1 A Causal Question [30 points]

Consider the following causal question: “Do Police reduce Crime?”

  1. Define the outcome and treatment variables

  2. What are the potential outcomes in this case?

  3. What plausible causal channel runs directly from the treatment to the outcome?

  4. Can you think about possible sources of selection bias in the naive comparison of outcomes by treatment status? Which way would you expect the bias to go and why?

Say the command of the Police in Fortaleza-CE decided to study the causal effects of intense monitoring on crime levels randomizing patrolling across boroughs within the city. Assume that the neighborhoods with the blue balloon will receive higher police presence during the next three weeks.

  1. How does randomization solve the selection bias problem?

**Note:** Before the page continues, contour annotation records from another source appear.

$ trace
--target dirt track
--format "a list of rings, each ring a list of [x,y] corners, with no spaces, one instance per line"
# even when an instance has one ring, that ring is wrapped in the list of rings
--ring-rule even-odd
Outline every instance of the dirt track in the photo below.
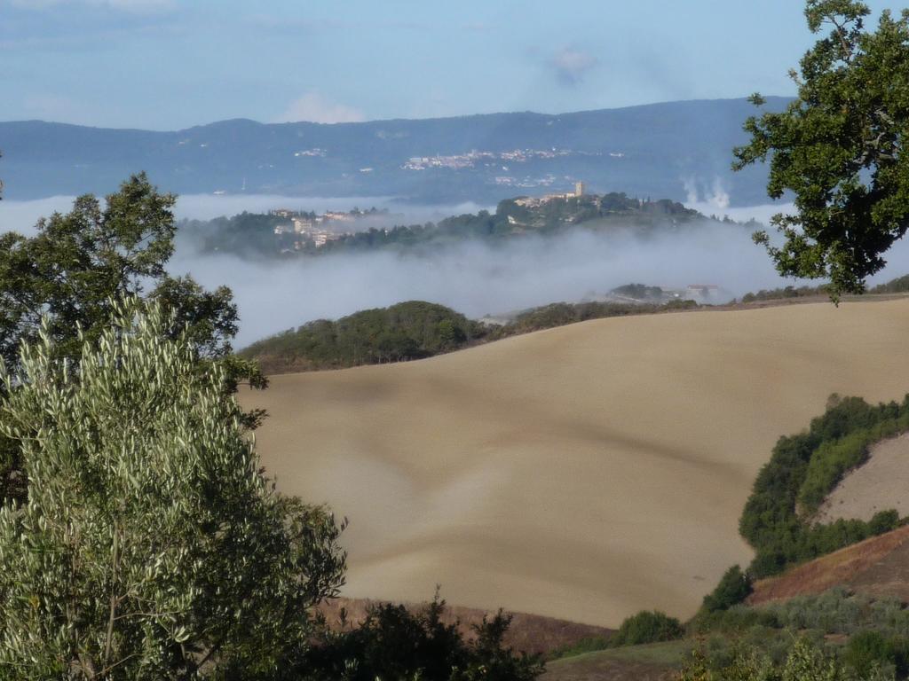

  2. What can you say about the internal and external validity of this study?

xkcd 552: Correlation

2 Randomized Trials [70 points]

2.1 Racial Discrimination in the Labor Market [35 points]

We will use a dataset here from a randomized experiment conducted by Marianne Bertrand and Sendhil Mullainathan for this question. The researchers sent 4,870 fictitious resumes out to employers in response to job adverts in Boston and Chicago in 2001. They varied only the names of job applicants while leaving other relevant candidates’ attributes unchanged (i.e., candidates had similar qualifications). Some applicants had distinctly white-sounding names such as Greg Baker and Emily Walsh, whereas other resumes contained stereotypically black-sounding names such as Lakisha Washington or Jamal Jones. Hence, any difference in callback rates can solely be attributed to name manipulation.

  1. Illustrate this problem using the Potential Outcomes Framework

Hint: What is the unit of observation? What is the treatment \(D_{i}\) and the observed outcome \(Y_{i}\)? What are the potential outcomes?

  1. Create a dummy variable named female that takes one if sex=="f", and zero otherwise.

  2. The dataset contains information about candidates’ education (education), years of experience (yearsexp), military experience (military), computer and special skills (computerskills and specialskills), a dummy for gender (female), among others. Summarize that information by getting average values by race groups.

  3. Do education, yearsexp, military, computerskills, specialskills and female look balanced between race groups? Use t.test() to formally compare resume characteristics and interpret its output. Why do we care about whether those variables are balanced?

  4. The output of interest in the dataset is call - a dummy that takes one if the candidate was called back. Use t.test() to compare callbacks between White names and Black names. Is there a racial gap in the callback?

2.2 The Tennessee STAR experiment [35 points]

“Education production” is an area much explored by economists. The terminology reflects that we think of features of the school environment as inputs that cost money, while student learning is the output that schools produce. A major question in the field is which inputs have the highest benefit/cost ratio, and one very costly input is class size. An important experiment conducted in Tennessee was designed to precisely answer the question “Does class size impacts student performance?”.

Krueger (1999) analyzed the Project STAR, a longitudinal study that randomly assigned kindergarten students and their teachers to one of three groups beginning in the 1985–1986 school year. The three groups were small classes (13–17 students per teacher), regular-size classes (22–25 students), and regular/aide classes (22–25 students) which also included a full-time teacher’s aide. After their initial assignment, the design called for students to remain in the same class type for four years. Some 6000–7000 students were involved in the project each year. You can find part of the sample related to students who entered STAR in kindergarten here to answer the following questions.

  1. Create the dummy variables Free_lunch (takes 1 if lunch is “free”), White_asian (equal 1 if ethnicity is either “cauc” or “asian”) and Female - takes 1 if gender is “female”. Also, define the variable age as 1986-birth, i.e., compute the age of the children in 1986.

  2. The first question to ask about a randomized experiment is whether the randomization successfully balanced the subject’s characteristics across different groups. Although the STAR data failed to include any pretreatment test scores, we can look at some characteristics of students such as race, gender, age, and free lunch status, which is a good measure of family income since only poor children qualify for free school lunch. Compare the values of Free_lunch, White_asian, Female, and age across the three groups small, regular, regular+aide. Are those variables balanced?

  3. In the STAR experiment, the treatment classtype is randomly assigned, and we are not worried about selection bias. One way to get the causal effect of interest is to run a regression of the outcome score (in percentage points) on the treatment classtype. Run a regression of score on classtype and explain the results.

  4. Now, run a regression of score on classtype, Free_lunch, White_asian, female, and experience (meaning teacher’s experience). Do the estimates related to small and regular+aide change? What is the explanation for that behavior? Finally, what is the effect of class size on student’s scores?